By Alexander Holst
In game theory, the game of chicken requires two players. In one version of the game, each player drives a motorbike on a straight collision course with one another. The player who evades first and avoids a crash loses. The one avoiding the crash is called a chicken. The key to win the game is to convince your opponent that you will not budge in the face of the imminent crash, so that she better do so herself.
Last month, Greece and Germany played a political game of chicken. Greece lost. Crash avoided.
Four weeks ago, general elections in Greece resulted in huge victory for the Syriza party. Having narrowly missed an absolute majority, Syriza created a coalition government with the recently formed ANEL party. The two coalition partners are divided on most policy issues. Syriza, considered to represent most of the Greek radical left, wants to extend the welfare state and implement direct democratic measures on all level of government. ANEL includes strong nationalist forces, wants to reduce immigration and strengthen the role of the Christian-Orthodox Church. But there is one issue which brought these two parties together: Ending fiscal austerity.

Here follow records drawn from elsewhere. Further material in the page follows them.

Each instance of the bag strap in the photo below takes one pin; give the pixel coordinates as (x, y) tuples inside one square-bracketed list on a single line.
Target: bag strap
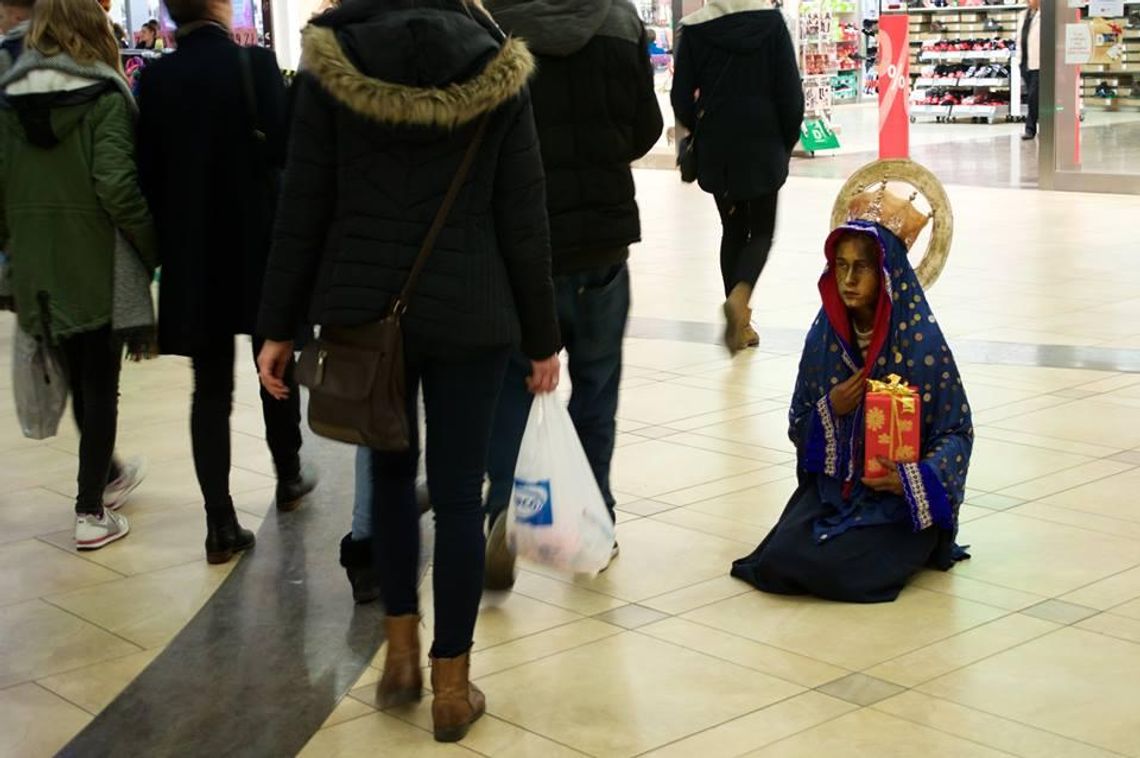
[(400, 304), (250, 95)]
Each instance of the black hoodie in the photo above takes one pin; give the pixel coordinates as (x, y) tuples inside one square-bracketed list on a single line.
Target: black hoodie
[(740, 58), (596, 113)]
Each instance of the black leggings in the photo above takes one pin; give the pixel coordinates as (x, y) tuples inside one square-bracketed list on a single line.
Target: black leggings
[(213, 401), (749, 227), (459, 399), (94, 360)]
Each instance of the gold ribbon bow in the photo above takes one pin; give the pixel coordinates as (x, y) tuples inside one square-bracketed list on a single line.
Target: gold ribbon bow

Since the first bail-out package in 2010, Greek’s public creditors have demanded structural reform of the tax code, labor market reform and severe spending cuts in exchange for partial debt-forgiveness and cheap loans. Since Greece was not deemed creditworthy by private capital markets, the public bailouts by other Eurozone countries and the International Monetary Fund were Greece’s only option to avoid outright default.
During the election campaign, Syriza had vowed to roll back the painful fiscal austerity measures. But fiscal austerity was the pre-condition under which reluctant creditors, Germany chief among them, agreed to back additional loans. In February, just days after the new government was formed, Greece informed its creditors that it will fulfil its promise to end austerity. Furthermore, Greece would rather give up the Euro currency than agreeing to further austerity. In advance of subsequent official talks, the German government responded by declaring that any future loan agreement hinges on Greeks willingness to implement austerity measures. The motorbikes were in position. Game on.
Neither Greece nor Germany wanted the crash: Greece leaving the Eurozone. The simple reason why Greece backed down in the end is that it had much more to lose. Sure, Germany has a strong interest in keeping Greece inside. Greece’s exit would maybe destroy confidence in Europe and jeopardize what little economic growth the EU can muster right now. Also, the political signal of a Eurozone break-up would strike a blow to Germany’s ambitions of further European integration. But from the perspective of domestic politics, allowing Greece to end austerity while continue to finance its debt would be electoral suicide for any German government. German public opinion overwhelmingly favors harsh fiscal discipline in Greece.
In contrast to that, the consequences of a Eurozone exit would have been disastrous for Greeks themselves. The new currency replacing the Euro would quickly lose its value, leading to citizens rushing to empty their banking accounts. Subsequently, the banking system would collapse and many other companies would need to default too. Politically, Syriza’s record of standing firm in face of foreign creditors would pale against the role of overseeing the largest economic downturn in years. Greece simply had much more to lose than Germany. In face of this, Greece wisely backed down.
But the crash may just be delayed. The new agreement under which Greece grudgingly accepted austerity measures extends the flow of money for only four months. The players are probably already working on their strategy.